Back to Privet Drive, or Life After Viable Paradise

(I attended Viable Paradise in 2012. Here’s some advice to this year’s writers, to be read after you finish.)

Martha's Vineyard
Martha’s Vineyard

So, you’re on the ferry back to the mainland.

First, you’ll probably be sick. Don’t worry, it’s either a head cold or some bad allergies. If you don’t live in the northeast, you’ll be exposed to all kinds of new germs and pollen while you’re at Martha’s Vineyard.

Chances are, you just said goodbye to a few fellow writers, the ones you got to know best while on the island, as well as the instructors and staff. It’s okay to cry a little. The stiff wind on the ferry will dry your face out.

Back on the mainland, you drive back to your apartment, or perhaps you take a plane from the island airport back home. That mean head cold does you no favors for your sinuses as the pressure drops and rises in the cabin. Meanwhile, you’re reading through the copious notes on your manuscript you received from your critique group. If it’s overwhelming, feel free to put it aside. Chances are, you will have no idea how to act on your notes for a few months.

You arrive home. After a few days of recovery, you’re back at your day job. Early in the week you realize you still haven’t finished unpacking that one suitcase. You toss things into the wash heedless, when suddenly you stumble on your nametag. You hang it up on the wall on your corkboard, a reminder that this thing actually happened. It’s like Harry Potter glancing at Hedwig every few minutes after his first year at Hogwarts.

You have a giddy kind of feeling inside, as you sign up for a half-dozen online workshops and forums, effervescent and overflowing. (Your relatives wonder why you’re so full of yourself!) It’s pride, it’s the afterglow, it’s the feeling of vindication that all of us writers seek. Bask in it.

It’ll be gone soon.

How soon depends. Maybe you get caught up in a project at work that takes you away from writing for a few months. Maybe you revise that VP submission story, paying close attention to the notes everyone has given you, and it doesn’t sell anywhere. Maybe you get tired of hearing of success stories on the mailing list. Regardless, the effervescent feeling is gone. You’re just flat.

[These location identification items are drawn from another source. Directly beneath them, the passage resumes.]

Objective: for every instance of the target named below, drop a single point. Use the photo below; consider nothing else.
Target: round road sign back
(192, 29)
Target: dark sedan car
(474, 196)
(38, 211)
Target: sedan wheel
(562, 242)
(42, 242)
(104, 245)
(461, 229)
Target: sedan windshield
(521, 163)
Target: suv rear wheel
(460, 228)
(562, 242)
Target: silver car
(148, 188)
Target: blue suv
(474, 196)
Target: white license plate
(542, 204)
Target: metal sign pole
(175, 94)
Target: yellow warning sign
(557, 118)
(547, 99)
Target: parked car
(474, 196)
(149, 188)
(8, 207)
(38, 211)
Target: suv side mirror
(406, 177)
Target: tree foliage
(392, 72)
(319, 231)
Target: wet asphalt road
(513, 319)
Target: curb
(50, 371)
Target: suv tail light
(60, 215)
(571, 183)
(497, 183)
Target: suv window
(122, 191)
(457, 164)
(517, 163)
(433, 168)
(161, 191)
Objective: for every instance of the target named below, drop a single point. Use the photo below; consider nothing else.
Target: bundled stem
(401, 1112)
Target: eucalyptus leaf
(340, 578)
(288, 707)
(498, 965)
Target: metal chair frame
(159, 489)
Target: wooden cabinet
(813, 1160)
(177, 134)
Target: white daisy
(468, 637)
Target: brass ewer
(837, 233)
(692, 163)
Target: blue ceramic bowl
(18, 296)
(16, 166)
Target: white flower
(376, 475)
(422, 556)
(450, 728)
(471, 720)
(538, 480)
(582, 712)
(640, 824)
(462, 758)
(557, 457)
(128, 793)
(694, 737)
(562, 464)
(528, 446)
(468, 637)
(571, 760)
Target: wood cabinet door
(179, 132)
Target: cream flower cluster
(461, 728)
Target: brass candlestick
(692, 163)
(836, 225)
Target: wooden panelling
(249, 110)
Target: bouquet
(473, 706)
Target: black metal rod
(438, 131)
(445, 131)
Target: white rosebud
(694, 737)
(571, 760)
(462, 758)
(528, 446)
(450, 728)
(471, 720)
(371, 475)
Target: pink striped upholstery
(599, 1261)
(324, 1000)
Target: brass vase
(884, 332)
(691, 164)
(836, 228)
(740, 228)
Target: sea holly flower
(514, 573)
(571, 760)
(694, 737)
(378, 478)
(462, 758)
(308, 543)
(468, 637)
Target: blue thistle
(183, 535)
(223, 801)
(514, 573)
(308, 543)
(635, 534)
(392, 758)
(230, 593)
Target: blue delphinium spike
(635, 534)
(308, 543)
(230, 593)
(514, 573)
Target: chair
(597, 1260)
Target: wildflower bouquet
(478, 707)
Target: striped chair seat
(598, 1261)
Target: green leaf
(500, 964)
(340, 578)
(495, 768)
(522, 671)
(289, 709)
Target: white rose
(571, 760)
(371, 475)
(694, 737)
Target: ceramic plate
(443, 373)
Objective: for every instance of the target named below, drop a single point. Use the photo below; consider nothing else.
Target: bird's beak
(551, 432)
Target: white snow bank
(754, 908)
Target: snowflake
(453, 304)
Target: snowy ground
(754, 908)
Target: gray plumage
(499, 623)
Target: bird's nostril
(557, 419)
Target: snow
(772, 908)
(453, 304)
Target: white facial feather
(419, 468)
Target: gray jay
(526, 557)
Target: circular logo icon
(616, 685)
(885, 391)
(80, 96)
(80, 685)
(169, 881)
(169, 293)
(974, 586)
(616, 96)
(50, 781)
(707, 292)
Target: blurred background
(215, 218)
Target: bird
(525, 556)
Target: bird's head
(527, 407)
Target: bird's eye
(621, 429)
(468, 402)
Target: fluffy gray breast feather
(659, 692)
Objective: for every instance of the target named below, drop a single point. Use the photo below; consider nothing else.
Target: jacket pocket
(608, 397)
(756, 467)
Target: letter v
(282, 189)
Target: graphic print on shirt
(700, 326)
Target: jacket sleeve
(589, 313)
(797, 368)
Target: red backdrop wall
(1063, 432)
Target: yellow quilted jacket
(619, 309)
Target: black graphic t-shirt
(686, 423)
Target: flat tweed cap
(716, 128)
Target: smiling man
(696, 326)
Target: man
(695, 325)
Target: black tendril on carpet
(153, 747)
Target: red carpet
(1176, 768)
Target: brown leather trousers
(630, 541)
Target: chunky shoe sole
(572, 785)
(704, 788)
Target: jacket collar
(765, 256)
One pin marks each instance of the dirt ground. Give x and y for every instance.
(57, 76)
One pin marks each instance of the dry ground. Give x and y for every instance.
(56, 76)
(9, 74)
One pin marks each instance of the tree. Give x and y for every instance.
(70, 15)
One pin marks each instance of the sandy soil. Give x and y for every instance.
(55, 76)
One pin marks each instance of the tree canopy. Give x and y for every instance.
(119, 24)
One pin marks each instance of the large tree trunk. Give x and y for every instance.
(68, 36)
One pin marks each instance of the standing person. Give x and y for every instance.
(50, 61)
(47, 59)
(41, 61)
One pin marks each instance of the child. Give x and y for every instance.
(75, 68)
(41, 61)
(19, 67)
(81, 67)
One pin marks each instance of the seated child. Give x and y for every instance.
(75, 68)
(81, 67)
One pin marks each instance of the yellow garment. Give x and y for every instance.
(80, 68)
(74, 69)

That flatness, it sticks. You’re not sure why. I’m a graduate of Viable Paradise, a real writer now! Why aren’t my stories selling? You can’t even be bothered to resubmit your story somewhere else. You start another, but you don’t finish it. Or you do, but it’s worse than the one you wrote a year ago.

Or maybe you sell it. Viable Paradise was just one step on the long staircase of your career. You had been preparing for this life for a decade, perhaps two, for a dream you’ve had your whole life, and instead of you finding success, it finds you. Suddenly you’ve signed a contract, you have an agent, you have an editor gently guiding your paper boat down the whitewater rapids of the industry.

Regardless. The workshop, that magical week you spent in a place too beautiful to have been the backdrop for Jaws, it’s long over. Because it’s not Hogwarts. It’s not a place you can go back to. (You can visit Martha’s Vineyard any time you like, of course. But it’s not the same thing.) You keep the tools you’ve learned, the workshop materials, the souvenirs you bought at that store on the way to the ferry. But the experience? It’s gone.

Remember this. No matter where you end up, the workshop is just a step on your own staircase. Maybe the first solid step of your writing career, or one among dozens, or the steepest you’ve ever ascended. It’s just one step. Your staircase, it might make a sudden 90 degree turn, and you just stepped into a place you never knew you were going. It’s not a coronation, nor some mystical rite instilling the spirit of Shakespeare onto your mortal coil. It’s just a workshop. You’re going to stumble. You’re going to fail. You’ll wonder whether you should have gone in the first place. Just remember: it’s not Hogwarts.

Hogwarts is what happens later.

3 thoughts on “Back to Privet Drive, or Life After Viable Paradise

  1. Seconding Chris here. And in deep agreement with the slightly lost and flaily sensation. It fades, but, as Bear and Kindly Uncle Jim said, you’ve gone on the hero’s journey, and come back changed. (And, as Scott says, the spot’s’ll clear up in a few days.)